It is the Word, John tells us, that was with God in the beginning,
It was the through this Word that All things came into being,
and without this Word… not one thing came into being.
And What has come into being through him …is life…”
It is the life giving Word of God that Christ speaks when he says to the little girl who had died, “Tabitha Cum, I say to thee get up!”
It is the Word that Jesus speaks to Lazarus in the tomb, “Lazarus, Come out!”
It is the Word of God that the angel speaks to the Women that Resurrection morning: “Remember! ……Then they remembered!”
It is always the powerful, creative word of God that brings life out of death.
You are witnesses. Remember!
VI. But you will forget, ……..and your body will put on corruptibility
And your old bones will finally give out…….
(and you also will walk in the valley of the shadow of death).
And then …it will be the power of God’s creative love,
That remembers you………
It will be the power of God’s creative love,…That will come to you, even in death, and say:
“Arise! Get up!
Remember, I create new heavens and a new earth!
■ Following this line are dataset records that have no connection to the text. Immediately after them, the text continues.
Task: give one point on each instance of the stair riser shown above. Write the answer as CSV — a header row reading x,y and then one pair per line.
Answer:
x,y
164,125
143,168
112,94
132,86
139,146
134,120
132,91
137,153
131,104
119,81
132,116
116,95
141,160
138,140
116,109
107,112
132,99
I am the Lord!
Become whom God created you to be!
And then…. you will remember!
The resurrection is about your true destiny,
your identity as one who belongs to God in the fellowship of Christ’s love.
"Easter is the evidence of God’s power
and the assurance of God’s promise to make all things new."[3]
Even you.
Jesus isn’t in an empty tomb!
He has risen!
He has risen indeed!
And Christ’s resurrection is also about who we are … our true destiny in Christ.
Nothing and no one can contain the power of God’s creative love.
It burst forth from the grave and rises again on the third day.
The women were terrified and bowed their faces to the ground,
but the angels said to them,
“Why do you look for the living among the dead?
He is not here, but has risen.
Remember how he told you, while he was still in Galilee,
that the Son of Man must be handed over to sinners,
and be crucified,
and on the third day rise again.”
Then they remembered….
L: He has risen!
P: He has risen indeed!
L: Alleluia!
P: Alleluia Amen!
[1] Jan 26 Houston Chronicle
[2] Timothy Luke Johnson, Interpretation, 1992
[3] The Rev. Dan DeBevoise, 2007, in a personal Holy Saturday email.